Born in Amersfoort, Netherlands, Heesters very early in his career specialized in Viennese operetta, making his Viennese stage debut in 1934 in Karl Millöcker's Der Bettelstudent (The Beggar Student). Over the decades, "Da geh' ich ins Maxim", Count Danilo Danilovitch's entrance song from Franz Lehar's Die lustige Witwe (The Merry Widow) -- Danilo has spent most of the night drinking at Maxim's and flirting with women -- has become Heesters's signature tune. More operettas followed, many of which were also made into musical films.

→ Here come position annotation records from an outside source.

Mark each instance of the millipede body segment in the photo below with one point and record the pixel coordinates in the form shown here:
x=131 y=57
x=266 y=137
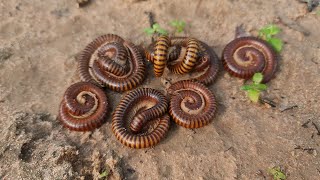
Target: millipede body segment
x=192 y=105
x=84 y=107
x=140 y=119
x=245 y=56
x=113 y=62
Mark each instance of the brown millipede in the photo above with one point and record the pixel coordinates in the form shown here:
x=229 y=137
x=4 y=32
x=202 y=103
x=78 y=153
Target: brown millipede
x=160 y=55
x=186 y=61
x=208 y=63
x=125 y=71
x=84 y=107
x=245 y=56
x=140 y=119
x=192 y=105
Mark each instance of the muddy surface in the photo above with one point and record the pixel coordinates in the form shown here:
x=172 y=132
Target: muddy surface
x=38 y=44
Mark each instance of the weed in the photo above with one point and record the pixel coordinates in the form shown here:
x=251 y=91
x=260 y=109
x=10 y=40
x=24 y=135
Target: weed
x=267 y=34
x=178 y=25
x=105 y=173
x=254 y=89
x=277 y=173
x=156 y=29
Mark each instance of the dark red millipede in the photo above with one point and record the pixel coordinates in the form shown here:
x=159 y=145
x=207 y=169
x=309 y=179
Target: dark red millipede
x=212 y=69
x=245 y=56
x=84 y=107
x=140 y=119
x=160 y=54
x=187 y=60
x=192 y=105
x=92 y=69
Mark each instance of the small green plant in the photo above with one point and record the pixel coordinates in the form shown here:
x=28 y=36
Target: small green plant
x=267 y=34
x=277 y=173
x=156 y=29
x=104 y=174
x=254 y=89
x=178 y=25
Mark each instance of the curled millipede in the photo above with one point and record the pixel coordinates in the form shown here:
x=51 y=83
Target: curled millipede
x=192 y=105
x=245 y=56
x=160 y=55
x=208 y=63
x=186 y=61
x=112 y=62
x=140 y=119
x=84 y=107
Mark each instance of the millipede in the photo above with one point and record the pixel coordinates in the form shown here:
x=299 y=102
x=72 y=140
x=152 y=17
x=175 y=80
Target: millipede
x=208 y=63
x=113 y=62
x=160 y=54
x=245 y=56
x=192 y=105
x=84 y=107
x=140 y=119
x=187 y=60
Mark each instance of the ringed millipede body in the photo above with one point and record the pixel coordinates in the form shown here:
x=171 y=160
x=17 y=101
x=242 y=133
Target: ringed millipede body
x=187 y=61
x=183 y=55
x=192 y=105
x=245 y=56
x=112 y=62
x=84 y=107
x=140 y=119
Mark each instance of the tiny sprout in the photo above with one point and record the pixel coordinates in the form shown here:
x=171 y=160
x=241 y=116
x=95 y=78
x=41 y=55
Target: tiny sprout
x=267 y=34
x=277 y=173
x=156 y=29
x=253 y=90
x=178 y=25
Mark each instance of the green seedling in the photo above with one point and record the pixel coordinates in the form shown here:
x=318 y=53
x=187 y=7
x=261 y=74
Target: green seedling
x=156 y=29
x=267 y=34
x=104 y=174
x=178 y=25
x=277 y=173
x=254 y=89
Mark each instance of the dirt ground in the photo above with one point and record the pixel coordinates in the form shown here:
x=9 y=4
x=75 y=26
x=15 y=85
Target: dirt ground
x=38 y=44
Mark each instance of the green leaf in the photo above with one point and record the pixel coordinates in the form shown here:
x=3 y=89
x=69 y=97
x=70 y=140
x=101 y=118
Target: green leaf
x=277 y=173
x=257 y=78
x=246 y=87
x=156 y=26
x=162 y=31
x=260 y=87
x=104 y=174
x=253 y=95
x=149 y=31
x=276 y=43
x=270 y=30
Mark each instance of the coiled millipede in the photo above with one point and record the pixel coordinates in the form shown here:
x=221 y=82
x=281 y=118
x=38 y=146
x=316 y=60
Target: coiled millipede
x=84 y=107
x=208 y=63
x=112 y=62
x=183 y=55
x=245 y=56
x=192 y=105
x=140 y=119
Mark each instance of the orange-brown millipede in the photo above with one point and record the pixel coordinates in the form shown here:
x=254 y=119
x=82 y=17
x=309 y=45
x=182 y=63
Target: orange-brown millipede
x=208 y=63
x=160 y=55
x=140 y=119
x=112 y=62
x=84 y=107
x=245 y=56
x=192 y=105
x=187 y=60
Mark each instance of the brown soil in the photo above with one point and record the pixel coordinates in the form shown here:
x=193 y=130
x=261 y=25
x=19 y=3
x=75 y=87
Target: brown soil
x=40 y=39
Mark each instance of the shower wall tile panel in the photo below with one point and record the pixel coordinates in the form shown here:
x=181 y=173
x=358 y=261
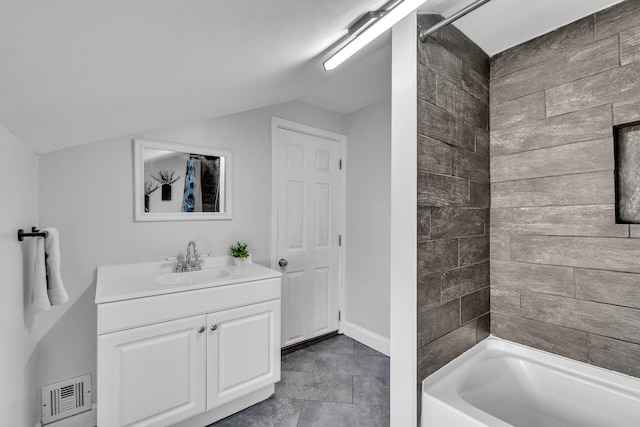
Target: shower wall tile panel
x=578 y=126
x=453 y=184
x=565 y=277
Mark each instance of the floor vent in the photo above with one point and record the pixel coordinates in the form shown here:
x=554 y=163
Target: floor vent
x=66 y=398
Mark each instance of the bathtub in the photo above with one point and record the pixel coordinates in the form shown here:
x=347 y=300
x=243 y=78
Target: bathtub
x=498 y=383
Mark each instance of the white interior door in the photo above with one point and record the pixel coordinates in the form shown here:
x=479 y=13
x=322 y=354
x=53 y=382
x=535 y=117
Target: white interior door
x=307 y=219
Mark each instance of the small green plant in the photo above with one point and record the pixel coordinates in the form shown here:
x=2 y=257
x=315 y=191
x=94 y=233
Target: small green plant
x=165 y=177
x=148 y=188
x=239 y=250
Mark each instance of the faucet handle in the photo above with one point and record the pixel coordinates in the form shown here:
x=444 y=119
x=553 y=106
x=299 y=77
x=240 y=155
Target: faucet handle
x=179 y=265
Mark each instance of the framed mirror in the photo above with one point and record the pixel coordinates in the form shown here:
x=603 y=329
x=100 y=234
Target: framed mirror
x=177 y=182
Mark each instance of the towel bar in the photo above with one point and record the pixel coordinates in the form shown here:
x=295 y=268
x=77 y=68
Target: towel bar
x=34 y=233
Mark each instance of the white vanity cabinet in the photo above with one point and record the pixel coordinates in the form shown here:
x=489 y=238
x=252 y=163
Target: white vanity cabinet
x=189 y=357
x=152 y=375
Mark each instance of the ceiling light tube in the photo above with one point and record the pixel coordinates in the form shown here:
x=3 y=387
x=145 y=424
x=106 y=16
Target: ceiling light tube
x=387 y=21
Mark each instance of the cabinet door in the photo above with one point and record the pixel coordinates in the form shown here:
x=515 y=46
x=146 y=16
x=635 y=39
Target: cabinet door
x=153 y=375
x=243 y=351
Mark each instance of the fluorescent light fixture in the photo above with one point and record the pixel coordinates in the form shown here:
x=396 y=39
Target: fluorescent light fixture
x=388 y=20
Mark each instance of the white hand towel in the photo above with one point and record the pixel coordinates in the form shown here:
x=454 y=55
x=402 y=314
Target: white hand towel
x=39 y=297
x=57 y=293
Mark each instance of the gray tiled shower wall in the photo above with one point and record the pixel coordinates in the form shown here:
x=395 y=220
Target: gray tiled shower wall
x=564 y=276
x=453 y=196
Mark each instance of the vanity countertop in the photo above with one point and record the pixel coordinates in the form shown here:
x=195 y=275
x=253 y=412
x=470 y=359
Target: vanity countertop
x=129 y=281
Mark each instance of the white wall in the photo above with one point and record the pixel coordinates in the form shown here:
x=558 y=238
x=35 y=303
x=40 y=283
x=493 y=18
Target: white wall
x=368 y=219
x=404 y=264
x=87 y=193
x=19 y=401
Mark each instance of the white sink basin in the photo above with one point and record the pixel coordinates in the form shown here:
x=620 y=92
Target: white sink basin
x=192 y=277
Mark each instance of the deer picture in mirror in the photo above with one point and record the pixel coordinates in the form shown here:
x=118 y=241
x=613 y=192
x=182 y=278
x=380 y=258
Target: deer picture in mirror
x=195 y=181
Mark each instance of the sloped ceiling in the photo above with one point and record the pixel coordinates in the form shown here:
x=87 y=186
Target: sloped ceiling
x=78 y=71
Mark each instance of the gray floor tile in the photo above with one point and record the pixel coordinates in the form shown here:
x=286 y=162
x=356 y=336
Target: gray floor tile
x=299 y=361
x=339 y=344
x=274 y=412
x=313 y=386
x=363 y=349
x=371 y=390
x=371 y=416
x=325 y=414
x=353 y=364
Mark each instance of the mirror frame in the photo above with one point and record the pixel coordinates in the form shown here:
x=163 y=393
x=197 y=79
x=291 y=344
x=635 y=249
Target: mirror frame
x=138 y=181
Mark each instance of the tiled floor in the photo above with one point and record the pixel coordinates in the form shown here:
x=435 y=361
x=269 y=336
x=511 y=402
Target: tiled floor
x=336 y=382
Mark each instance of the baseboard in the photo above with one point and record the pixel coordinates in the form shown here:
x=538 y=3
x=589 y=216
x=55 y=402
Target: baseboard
x=84 y=419
x=366 y=337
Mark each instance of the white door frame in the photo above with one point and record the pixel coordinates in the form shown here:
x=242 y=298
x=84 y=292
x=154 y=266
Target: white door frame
x=277 y=123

Heesters worked extensively for UFA till almost the end of the Second World War (his last wartime movie being Die Fledermaus, produced in 1945) and easily made the transition from the Nazi-controlled cultural scene to post-war Germany and Austria, appearing again in a number of films already in the late 1940s. He stopped making movies around 1960 though to concentrate on stage and television appearances and on producing recordss.
In the 1990s he and his wife toured Germany and Austria with Curt Flatow's play Ein gesegnetes Alter (A Blessed Age), which was also televised in 1996. In September and October of 2003 Heesters appeared in the Komödie im Marquardt in Stuttgart in a show commissioned on the occasion of his 100th birthday, Heesters - eine musikalische Hommage.